Strona główna » Aktualności » „Pit stop” przed Jagiellonią

„Pit stop” przed Jagiellonią

Data publikacji: 02-03-2018 16:50



Po krótkiej pomeczowej regeneracji Wiślacy wkroczyli w mocno skrócony mikrocykl treningowy przygotowujący ich do wyjazdowej rywalizacji. W poniedziałek na zakończenie 27. kolejki ligowej Biała Gwiazda powalczy w Białymstoku z Jagiellonią.

Fot. Przemek Marczewski Fot. Przemek Marczewski

Zobacz galerię z tego treningu

Kumulacja ligowych serii gier wymusiła reorganizację wspomnianego mikrocyklu.
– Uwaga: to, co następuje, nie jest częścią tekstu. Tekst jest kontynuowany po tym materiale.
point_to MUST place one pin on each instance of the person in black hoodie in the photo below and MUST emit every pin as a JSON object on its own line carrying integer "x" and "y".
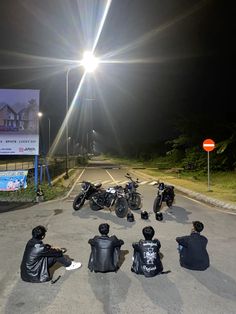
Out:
{"x": 192, "y": 249}
{"x": 105, "y": 251}
{"x": 147, "y": 257}
{"x": 39, "y": 257}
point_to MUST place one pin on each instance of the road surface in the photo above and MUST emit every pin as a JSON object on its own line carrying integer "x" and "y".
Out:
{"x": 80, "y": 291}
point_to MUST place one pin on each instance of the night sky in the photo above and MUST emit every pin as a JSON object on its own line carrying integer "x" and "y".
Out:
{"x": 178, "y": 60}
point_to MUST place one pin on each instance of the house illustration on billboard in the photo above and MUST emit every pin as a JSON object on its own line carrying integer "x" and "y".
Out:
{"x": 25, "y": 119}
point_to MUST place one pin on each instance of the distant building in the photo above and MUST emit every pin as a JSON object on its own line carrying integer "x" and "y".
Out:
{"x": 8, "y": 118}
{"x": 25, "y": 120}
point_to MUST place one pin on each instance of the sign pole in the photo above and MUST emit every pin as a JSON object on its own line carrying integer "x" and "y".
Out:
{"x": 208, "y": 146}
{"x": 208, "y": 170}
{"x": 36, "y": 172}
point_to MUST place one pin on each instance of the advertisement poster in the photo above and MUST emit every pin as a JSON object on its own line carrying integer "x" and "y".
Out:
{"x": 13, "y": 180}
{"x": 19, "y": 126}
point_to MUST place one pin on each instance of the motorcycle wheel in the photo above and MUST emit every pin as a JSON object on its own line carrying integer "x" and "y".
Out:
{"x": 94, "y": 206}
{"x": 121, "y": 208}
{"x": 134, "y": 202}
{"x": 78, "y": 201}
{"x": 169, "y": 203}
{"x": 157, "y": 204}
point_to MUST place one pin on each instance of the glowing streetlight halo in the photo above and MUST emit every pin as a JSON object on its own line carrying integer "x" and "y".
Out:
{"x": 89, "y": 62}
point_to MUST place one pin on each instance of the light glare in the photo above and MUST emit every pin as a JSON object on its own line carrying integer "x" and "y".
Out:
{"x": 89, "y": 62}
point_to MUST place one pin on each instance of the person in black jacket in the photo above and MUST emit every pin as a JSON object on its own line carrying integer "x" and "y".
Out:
{"x": 39, "y": 257}
{"x": 192, "y": 249}
{"x": 105, "y": 251}
{"x": 146, "y": 257}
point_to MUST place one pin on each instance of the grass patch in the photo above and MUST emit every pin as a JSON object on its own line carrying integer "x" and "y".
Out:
{"x": 222, "y": 184}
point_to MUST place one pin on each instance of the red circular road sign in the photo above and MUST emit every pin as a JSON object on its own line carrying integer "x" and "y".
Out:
{"x": 208, "y": 145}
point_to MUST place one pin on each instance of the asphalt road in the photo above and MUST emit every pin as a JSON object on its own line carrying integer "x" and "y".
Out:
{"x": 80, "y": 291}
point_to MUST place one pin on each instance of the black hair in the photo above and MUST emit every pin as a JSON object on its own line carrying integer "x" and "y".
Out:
{"x": 39, "y": 232}
{"x": 104, "y": 229}
{"x": 148, "y": 232}
{"x": 198, "y": 226}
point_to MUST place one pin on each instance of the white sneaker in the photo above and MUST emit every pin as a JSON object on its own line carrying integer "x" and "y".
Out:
{"x": 74, "y": 265}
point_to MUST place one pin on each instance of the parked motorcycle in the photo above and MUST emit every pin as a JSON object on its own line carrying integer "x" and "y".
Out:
{"x": 132, "y": 196}
{"x": 88, "y": 189}
{"x": 109, "y": 197}
{"x": 165, "y": 193}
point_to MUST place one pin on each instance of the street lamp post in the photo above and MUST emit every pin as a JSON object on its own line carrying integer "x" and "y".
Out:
{"x": 67, "y": 109}
{"x": 49, "y": 134}
{"x": 90, "y": 63}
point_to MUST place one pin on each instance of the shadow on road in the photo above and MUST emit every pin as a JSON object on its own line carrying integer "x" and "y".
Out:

Piątkowe zajęcia zespołu spod Wawelu poprzedzono szczegółową odprawą podsumowującą poprzednie spotkanie w ramach rodzimych rozgrywek, zahaczając także o elementy wprowadzające do następnego starcia. 

Z siłowni na boisko
 
Pierwsza faza zajęć odbyła się w siłowni, gdzie Wiślacy kontynuowali pracę służącą doprowadzaniu organizmu do równowagi po intensywnym środowym wysiłku. Po krótkim wprowadzeniu krakowianie wybiegli na boisko Bazy Szkoleniowiej w Myślenicach, przechodząc płynnie od rozbiegania do ćwiczeń z piłką.
 
Działania Wiślaków na murawie podporządkowano taktyce, a dokładnie doskonaleniu ataku pozycyjnego. Ta ścisła forma treningu pomaga piłkarzom w doprowadzaniu do perfekcji pewnych automatyzmów boiskowych. Szczególną uwagę przykłada się wówczas do odpowiedniego ustawienia się zawodników i do współpracy pomiędzy piłkarzami grającymi na poszczególnych pozycjach. 
 
Powrót Buchalika
 
W dalszym ciągu procesem rehabilitacji objęta jest trójka podopiecznych trenera Joana Carrillo. W siłowni nad powrotem do zdrowia pracowali Arkadiusz Głowacki, Vullnet Basha i Iván González. Z grupą bramkarzy do potyczki z Jagiellonią przygotowuje się już Michał Buchalik, którego przed pojedynkiem z Koroną Kielce wyeliminowały problemy żołądkowe.
 
Krakowianie na Podlasie udadzą się w niedzielę po porannych zajęciach i po obiedzie. Tym razem ekipie ze stolicy województwa małopolskiego zaplanowano podróż pociągiem. Na Wiślaków w Białystoku czekać już będzie „Smoczyca”, którą po poniedziałkowym meczu Biała Gwiazda wróci pod Wawel.